Stone-age drawings were discovered in the Libyan desert depicting among other acitivities, swimming and archery..[1]


The art itself is an example of interest in skills unrelated to the functional tasks of staying alive, and is itself evidence of there being leisure time available. It depicts other non-functional activities such as ritual etc.. 

Therefore, although there is scant direct evidence of sport from these sources, it is reasonable to extrapolate that there was some activity at these times resembling sport.

Captain Cook, when he first visited the Hawaian Islands, in 1778, reported on the native people surfing. The native American Indians engaged in games and sports before the coming of Europeans, such as lacrosse type ball games, running, and other athletic activities. The ancient Mayan and Aztec civilisations played serious ballgames. The courts used at that time are still used today.

It is reasonable to assume from these and other historical sources that sport has origins which lie in the beginnings of mankind itself.

Ancient China

There are artifacts and structures which suggest that Chinese people engaged in activities which meet our definition of sport as early as 4000 years BCE. The origin and development of China's sports activities seem to have been closely related to the production, work, war and entertainment of the time.

Gymnastics appears to have been a popular sport in China's past. It certainly remains so today, as the skill of Chinese acrobats is internationally recognised.

China has a Bejing Museum which is dedicated to the subject of Chinese sport and its history. See Chinese Sports Museum

Ancient Egypt

Monuments to the Phaorohs indicate that a range of sports were well developed and regulated several thousands of years ago, including swimming and fishing. This is not surprising perhaps given the importance of the Nile in the life of Egypt. Other sports included javelin throwing, high jump and wrestling. See the reference to Ancient Egyptian sport.
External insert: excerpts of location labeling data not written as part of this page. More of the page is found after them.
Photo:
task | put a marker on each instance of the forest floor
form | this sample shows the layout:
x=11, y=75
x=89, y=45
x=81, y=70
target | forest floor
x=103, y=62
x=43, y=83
Again, the nature of the sports popular at the time suggests close correspondence with everday non-sporting activities.

Ancient Greece.

A wide range of sports were already in operation at the time of the Ancient Greek Empire. Wrestling, running, boxing, javelin and discus throwing, and chariot racing were prevalent. This suggests that the military culture of Greece was an influence on the development of its sports.

The Olympic games were held every four years in Ancient Greece. The games were held not simply as a sporting event, but as a celebration of individual excellence, cultural and artistic variety, and a showplace for architectural and sculptural innovation.

Fundamentally, it was a time of gratitude and respect for the Gods of the Greek religion. The games are named after Mount Olympus, a sacred place where the Gods were said to live. A time of truce was declared during the Olympic Games, as military actions and public executions were suspended. This was to enable people to congregate peacefully and to compete in a civilised and respectful atmosphere.

European and global developments

Sport has been increasingly organized and regulated from the time of the Ancient Olympics up to the present century. Activities necessary for food and survival became regulated activities done for pleasure or competition on an increasing scale, e.g. hunting, fishing, horticulture. The Industrial Revolution and mass production brought increased leisure which allowed increases in spectator sports, less elitism in sports, and greater accessibility.

These trends continued with the advent of mass media and global communication. Professionalism became prevalent, further adding to the increase in sport's popularity. This perhaps contrasts with the noble Grecian ideal, where victory at the Games was much sought after, and rewarded with an olive branch. (Perhaps not only with an olive branch, some writers record.)

Perhaps in a reaction to the demands of contemporary life, there have been developments in sport which are best described as post-modern: extreme ironing being a notable example. There is also a move towards adventure sports as a form of escapism from the routines of life, examples being white water rafting, canyoning, BASE jumping, and more genteely, orienteering.